For concept-based queries, question_concept_id and option_concept_id are pre-joined onto fact_response — no extra join required:

-- All responses to any LOINC 44250-9 question (PHQ-9 item 1, any instrument)
SELECT respondent_id, response_numeric
FROM fact_response
WHERE question_concept_id = (
    SELECT concept_id FROM dim_concept
    WHERE vocabulary_id = 'LOINC' AND concept_code = '44250-9'
);

OMOP Extraction

Studies participating in federated networks (PCORnet, TriNetX, i2b2) can export OMOP CDM tables via quickq refresh once person_map is populated in the OLTP.

omop_unmapped_questions is the first data quality check before any federated query: it lists every question excluded from OMOP output due to a missing concept_id, with its response count.
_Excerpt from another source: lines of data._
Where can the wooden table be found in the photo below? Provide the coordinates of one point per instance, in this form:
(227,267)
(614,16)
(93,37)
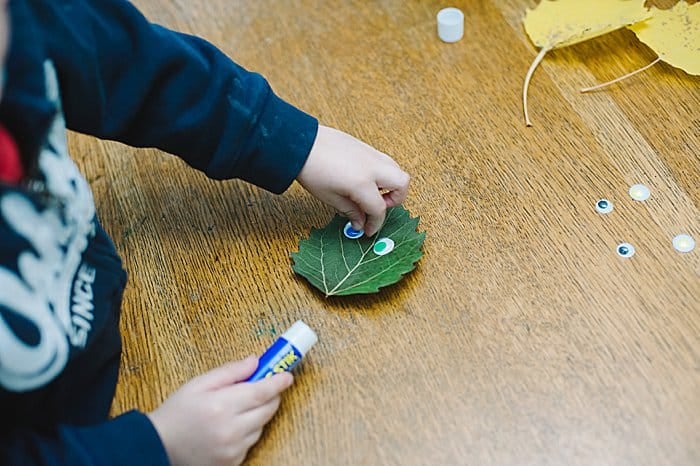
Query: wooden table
(522,337)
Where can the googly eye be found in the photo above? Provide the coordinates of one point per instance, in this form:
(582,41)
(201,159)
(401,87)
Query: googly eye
(625,250)
(383,246)
(604,206)
(639,192)
(683,243)
(351,233)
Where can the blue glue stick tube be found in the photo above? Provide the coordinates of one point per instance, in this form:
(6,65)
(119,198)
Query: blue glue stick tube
(285,352)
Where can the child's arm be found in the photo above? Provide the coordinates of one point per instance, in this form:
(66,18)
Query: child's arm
(124,78)
(356,179)
(212,420)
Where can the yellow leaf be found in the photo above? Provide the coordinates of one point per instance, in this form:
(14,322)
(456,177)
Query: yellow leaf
(674,35)
(558,23)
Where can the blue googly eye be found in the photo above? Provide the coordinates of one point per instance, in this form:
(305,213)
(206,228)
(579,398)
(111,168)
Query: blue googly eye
(625,250)
(351,233)
(604,206)
(383,246)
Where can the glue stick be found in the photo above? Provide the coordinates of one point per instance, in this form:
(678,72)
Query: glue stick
(285,352)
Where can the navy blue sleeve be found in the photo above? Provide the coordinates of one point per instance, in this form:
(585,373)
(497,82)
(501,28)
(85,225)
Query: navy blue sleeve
(126,79)
(127,439)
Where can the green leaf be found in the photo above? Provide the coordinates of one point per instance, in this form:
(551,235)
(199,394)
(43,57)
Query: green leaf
(337,265)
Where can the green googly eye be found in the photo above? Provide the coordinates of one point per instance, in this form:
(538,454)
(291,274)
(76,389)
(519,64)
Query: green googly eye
(383,246)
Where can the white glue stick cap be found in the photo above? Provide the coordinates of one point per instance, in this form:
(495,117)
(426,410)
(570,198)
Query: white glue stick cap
(450,24)
(300,336)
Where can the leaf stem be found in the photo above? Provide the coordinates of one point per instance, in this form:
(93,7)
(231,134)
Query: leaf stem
(528,76)
(605,84)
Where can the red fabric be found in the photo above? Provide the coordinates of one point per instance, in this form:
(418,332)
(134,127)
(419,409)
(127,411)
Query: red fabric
(11,170)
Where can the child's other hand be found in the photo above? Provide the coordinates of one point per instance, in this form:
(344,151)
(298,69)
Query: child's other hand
(215,418)
(356,179)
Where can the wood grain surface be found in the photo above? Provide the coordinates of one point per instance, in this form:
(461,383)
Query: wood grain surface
(522,338)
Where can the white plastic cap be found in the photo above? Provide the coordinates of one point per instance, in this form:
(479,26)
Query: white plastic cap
(450,24)
(300,336)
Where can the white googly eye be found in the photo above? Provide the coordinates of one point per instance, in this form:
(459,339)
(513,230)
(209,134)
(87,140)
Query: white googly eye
(639,192)
(625,250)
(383,246)
(604,206)
(683,243)
(351,233)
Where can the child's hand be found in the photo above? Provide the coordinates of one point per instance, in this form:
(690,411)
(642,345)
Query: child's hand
(213,419)
(356,179)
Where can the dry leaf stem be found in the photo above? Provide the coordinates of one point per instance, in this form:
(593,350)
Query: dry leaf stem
(528,76)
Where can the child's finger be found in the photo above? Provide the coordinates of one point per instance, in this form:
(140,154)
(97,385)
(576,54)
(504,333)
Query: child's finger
(228,374)
(396,182)
(352,211)
(372,203)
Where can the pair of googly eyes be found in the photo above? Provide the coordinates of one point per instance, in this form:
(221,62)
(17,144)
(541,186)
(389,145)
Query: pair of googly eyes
(381,247)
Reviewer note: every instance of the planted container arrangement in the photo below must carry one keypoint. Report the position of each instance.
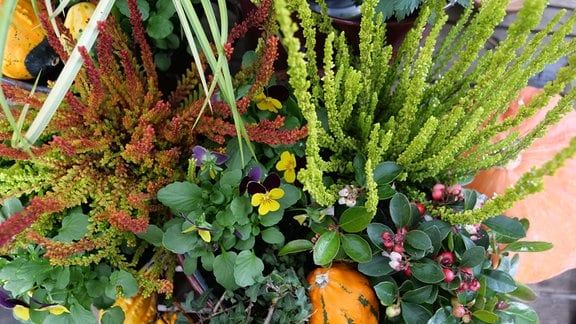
(255, 196)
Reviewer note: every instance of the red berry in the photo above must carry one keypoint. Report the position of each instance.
(448, 275)
(437, 194)
(421, 208)
(445, 258)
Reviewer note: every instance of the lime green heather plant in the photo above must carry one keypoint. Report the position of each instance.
(434, 107)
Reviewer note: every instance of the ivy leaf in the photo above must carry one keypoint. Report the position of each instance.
(400, 210)
(224, 270)
(247, 268)
(296, 246)
(356, 248)
(387, 291)
(74, 226)
(181, 196)
(355, 219)
(326, 248)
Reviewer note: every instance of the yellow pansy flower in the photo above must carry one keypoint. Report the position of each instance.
(287, 164)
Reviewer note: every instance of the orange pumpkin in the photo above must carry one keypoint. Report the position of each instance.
(340, 294)
(548, 211)
(27, 50)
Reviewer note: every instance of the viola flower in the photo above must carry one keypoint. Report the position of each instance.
(287, 164)
(266, 103)
(22, 309)
(254, 175)
(266, 194)
(207, 160)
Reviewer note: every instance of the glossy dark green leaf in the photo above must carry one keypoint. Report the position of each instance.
(419, 240)
(356, 248)
(427, 272)
(414, 313)
(326, 248)
(527, 246)
(400, 210)
(473, 257)
(296, 246)
(443, 316)
(422, 295)
(377, 267)
(355, 219)
(508, 229)
(485, 316)
(387, 292)
(375, 231)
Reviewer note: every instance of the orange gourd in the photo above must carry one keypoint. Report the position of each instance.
(549, 210)
(138, 309)
(27, 51)
(340, 294)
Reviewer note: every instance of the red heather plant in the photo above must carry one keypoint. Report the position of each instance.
(115, 141)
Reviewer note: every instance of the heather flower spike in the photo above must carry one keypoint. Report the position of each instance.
(287, 164)
(207, 160)
(266, 194)
(266, 103)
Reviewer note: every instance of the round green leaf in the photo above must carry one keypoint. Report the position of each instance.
(377, 267)
(296, 246)
(473, 257)
(499, 281)
(272, 235)
(326, 248)
(428, 272)
(400, 210)
(485, 316)
(224, 270)
(419, 240)
(355, 219)
(247, 268)
(387, 292)
(356, 248)
(526, 246)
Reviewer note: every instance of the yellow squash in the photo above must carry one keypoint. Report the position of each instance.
(77, 18)
(27, 50)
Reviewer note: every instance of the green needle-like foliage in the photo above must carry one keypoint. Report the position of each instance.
(434, 106)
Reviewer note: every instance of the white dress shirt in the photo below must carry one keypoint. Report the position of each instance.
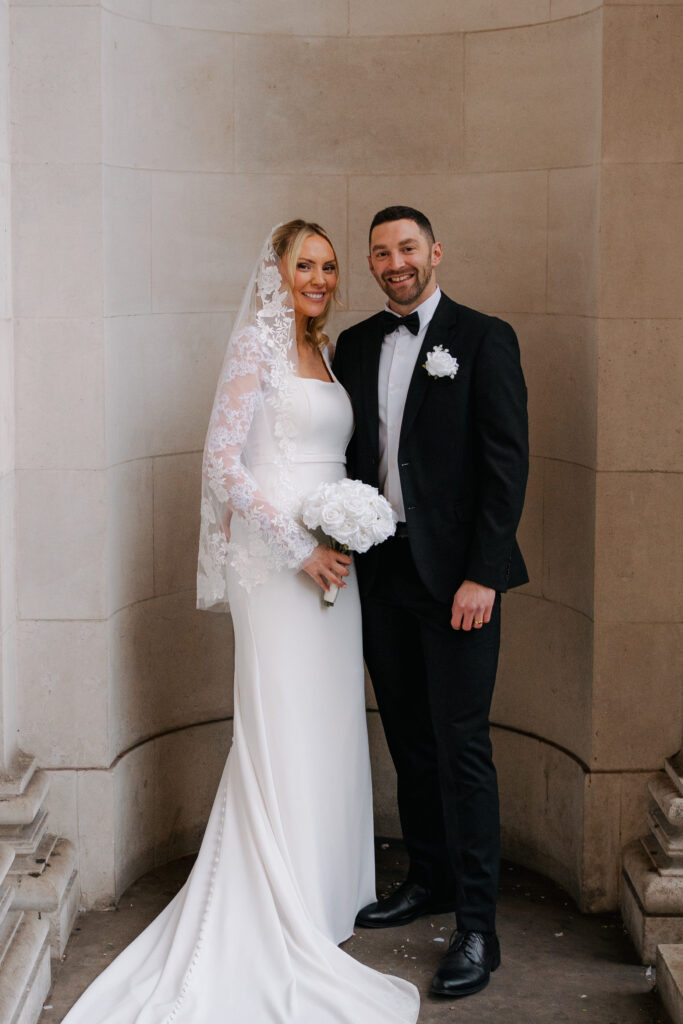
(399, 352)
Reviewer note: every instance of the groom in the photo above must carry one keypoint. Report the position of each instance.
(440, 428)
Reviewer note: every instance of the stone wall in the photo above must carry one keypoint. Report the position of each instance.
(156, 142)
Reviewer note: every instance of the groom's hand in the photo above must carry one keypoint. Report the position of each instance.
(472, 605)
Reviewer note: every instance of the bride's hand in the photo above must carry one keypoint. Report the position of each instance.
(326, 566)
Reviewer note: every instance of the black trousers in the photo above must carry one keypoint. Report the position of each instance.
(434, 686)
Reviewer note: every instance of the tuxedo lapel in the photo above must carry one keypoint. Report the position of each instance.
(437, 334)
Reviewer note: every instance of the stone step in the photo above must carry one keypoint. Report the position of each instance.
(22, 810)
(674, 768)
(14, 781)
(25, 977)
(25, 839)
(670, 980)
(54, 891)
(668, 798)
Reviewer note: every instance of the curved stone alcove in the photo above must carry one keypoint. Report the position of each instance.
(159, 143)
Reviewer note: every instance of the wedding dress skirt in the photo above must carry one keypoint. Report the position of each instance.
(287, 859)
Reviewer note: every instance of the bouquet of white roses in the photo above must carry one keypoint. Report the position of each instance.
(352, 515)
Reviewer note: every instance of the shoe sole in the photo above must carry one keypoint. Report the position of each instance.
(407, 918)
(462, 992)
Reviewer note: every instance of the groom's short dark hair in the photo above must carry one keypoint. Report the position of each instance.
(403, 213)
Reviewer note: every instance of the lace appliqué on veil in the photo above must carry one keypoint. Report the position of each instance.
(256, 381)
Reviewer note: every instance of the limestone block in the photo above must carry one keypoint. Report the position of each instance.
(634, 729)
(162, 377)
(641, 253)
(384, 780)
(177, 484)
(529, 532)
(96, 838)
(55, 84)
(532, 95)
(559, 357)
(382, 16)
(188, 766)
(63, 711)
(207, 230)
(568, 504)
(26, 972)
(544, 682)
(670, 980)
(638, 530)
(315, 17)
(572, 241)
(345, 133)
(643, 92)
(493, 226)
(60, 393)
(640, 380)
(5, 244)
(171, 666)
(168, 96)
(56, 238)
(60, 544)
(134, 796)
(127, 218)
(130, 554)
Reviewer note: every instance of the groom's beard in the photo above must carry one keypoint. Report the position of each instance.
(404, 297)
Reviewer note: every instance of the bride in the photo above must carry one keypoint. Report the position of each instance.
(287, 858)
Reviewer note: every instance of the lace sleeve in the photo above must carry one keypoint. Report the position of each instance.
(273, 538)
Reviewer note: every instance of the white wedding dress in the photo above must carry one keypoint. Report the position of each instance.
(287, 859)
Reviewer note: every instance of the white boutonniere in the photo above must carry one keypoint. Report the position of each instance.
(440, 363)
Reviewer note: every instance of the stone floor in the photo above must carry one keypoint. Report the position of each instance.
(558, 966)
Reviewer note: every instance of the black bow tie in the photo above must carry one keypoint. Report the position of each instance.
(391, 323)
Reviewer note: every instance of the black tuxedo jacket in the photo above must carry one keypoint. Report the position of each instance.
(463, 452)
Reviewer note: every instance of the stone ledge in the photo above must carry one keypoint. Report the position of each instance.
(670, 980)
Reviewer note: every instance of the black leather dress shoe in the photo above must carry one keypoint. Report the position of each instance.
(410, 900)
(468, 964)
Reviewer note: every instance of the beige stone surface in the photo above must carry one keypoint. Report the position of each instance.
(643, 86)
(642, 240)
(636, 726)
(638, 545)
(60, 381)
(544, 683)
(529, 532)
(162, 375)
(127, 219)
(208, 230)
(347, 132)
(134, 778)
(640, 382)
(382, 16)
(559, 358)
(60, 542)
(171, 666)
(532, 95)
(63, 713)
(129, 535)
(177, 485)
(188, 765)
(310, 17)
(6, 397)
(167, 96)
(568, 535)
(56, 239)
(55, 84)
(493, 226)
(572, 241)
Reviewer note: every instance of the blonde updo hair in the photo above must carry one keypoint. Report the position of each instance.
(287, 241)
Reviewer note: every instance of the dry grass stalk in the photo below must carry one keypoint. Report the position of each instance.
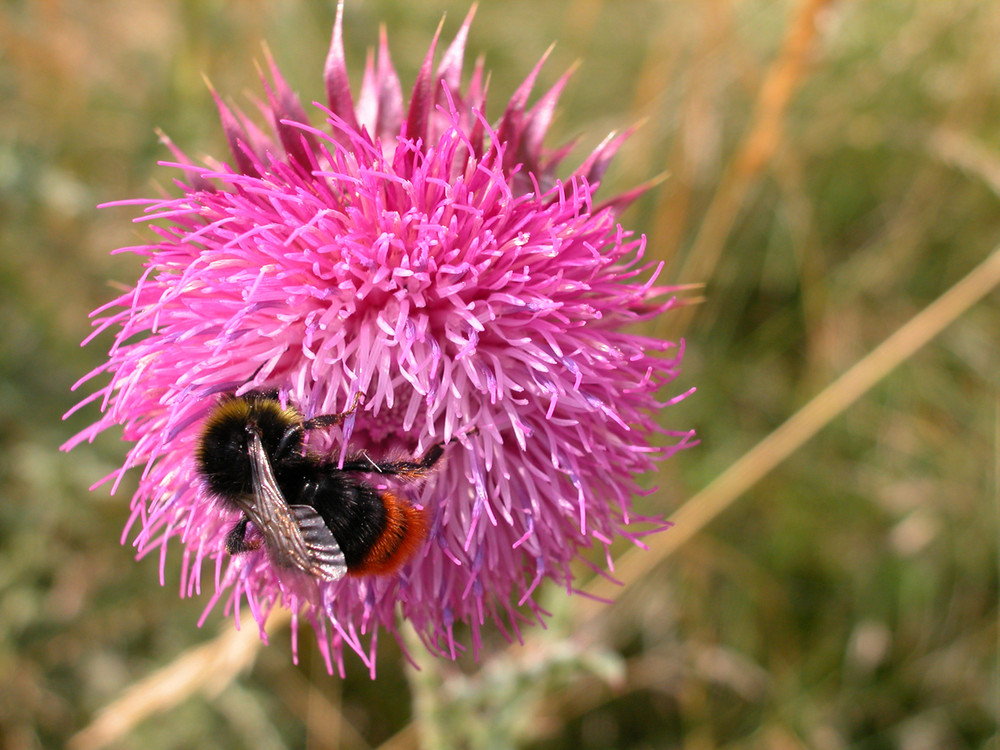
(781, 80)
(725, 489)
(208, 668)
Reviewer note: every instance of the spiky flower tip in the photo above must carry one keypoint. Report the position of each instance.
(434, 263)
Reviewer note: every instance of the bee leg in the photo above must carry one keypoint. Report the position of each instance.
(316, 423)
(331, 420)
(405, 469)
(236, 541)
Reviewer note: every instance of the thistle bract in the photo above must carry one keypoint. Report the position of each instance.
(432, 261)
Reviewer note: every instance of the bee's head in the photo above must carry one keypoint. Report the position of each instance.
(223, 458)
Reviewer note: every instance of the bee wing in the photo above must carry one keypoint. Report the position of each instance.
(271, 514)
(327, 557)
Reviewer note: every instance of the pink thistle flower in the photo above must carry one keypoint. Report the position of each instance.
(434, 263)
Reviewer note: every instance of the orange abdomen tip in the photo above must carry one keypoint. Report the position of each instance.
(405, 530)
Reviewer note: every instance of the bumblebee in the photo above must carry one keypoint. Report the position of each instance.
(311, 515)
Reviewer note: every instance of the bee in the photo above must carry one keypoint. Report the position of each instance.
(311, 515)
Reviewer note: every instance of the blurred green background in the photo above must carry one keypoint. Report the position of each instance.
(849, 600)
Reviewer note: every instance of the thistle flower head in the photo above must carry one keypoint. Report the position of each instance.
(432, 261)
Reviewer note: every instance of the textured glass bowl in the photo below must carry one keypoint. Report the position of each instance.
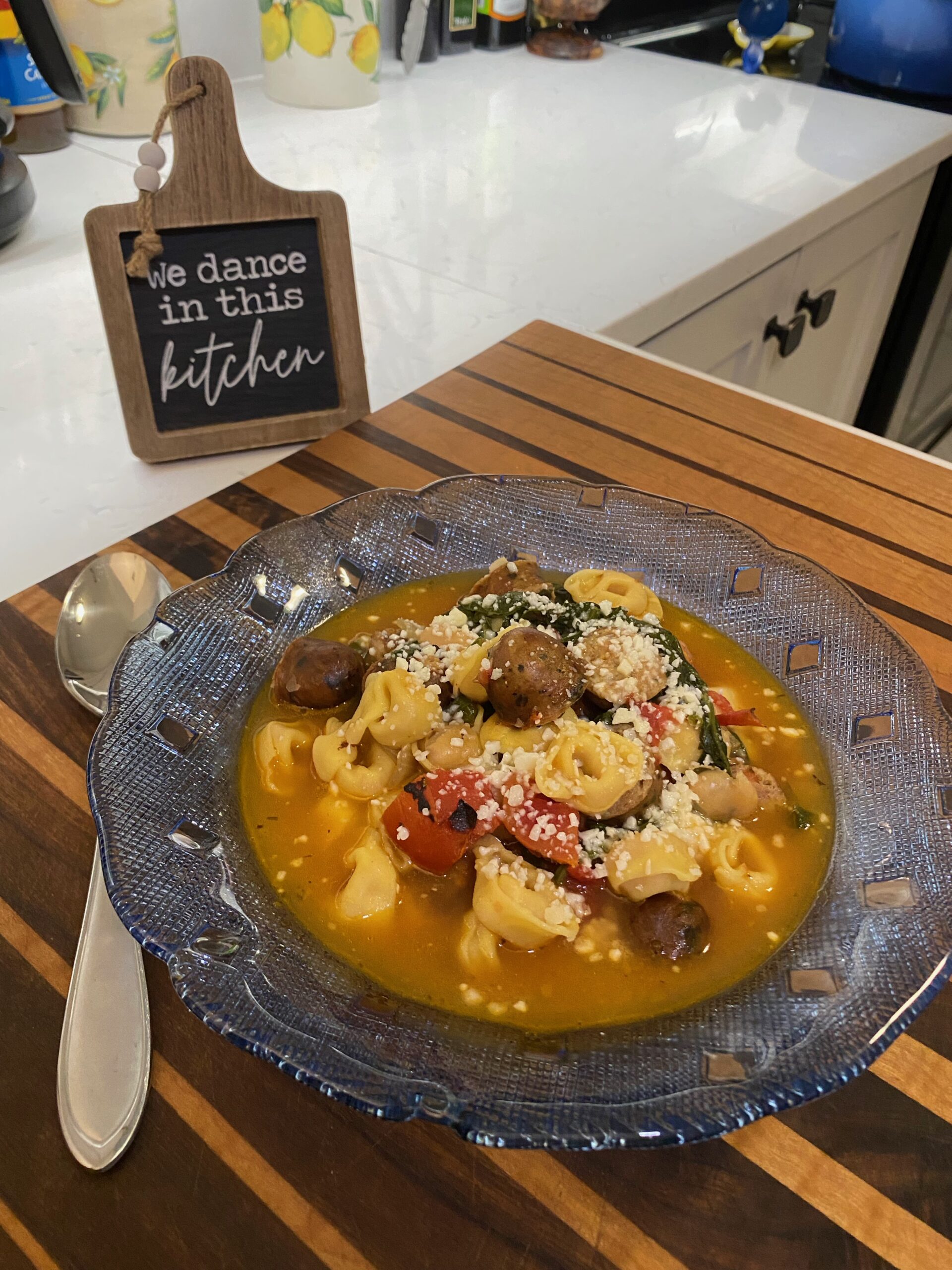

High response counts on unmapped questions indicate data that will be silently excluded from network queries.

SELECT link_id, question_text, response_count
FROM omop_unmapped_questions
ORDER BY response_count DESC;

Reports

quickq report analytics.duckdb study.db <questionnaire_id>

Generates a Markdown summary from the OLAP: enrollment counts, completion rates, question distributions, and scored scale summaries. The report reads exclusively from aggregate tables and requires a prior quickq refresh. Pass --output report.md to write to a file instead of stdout.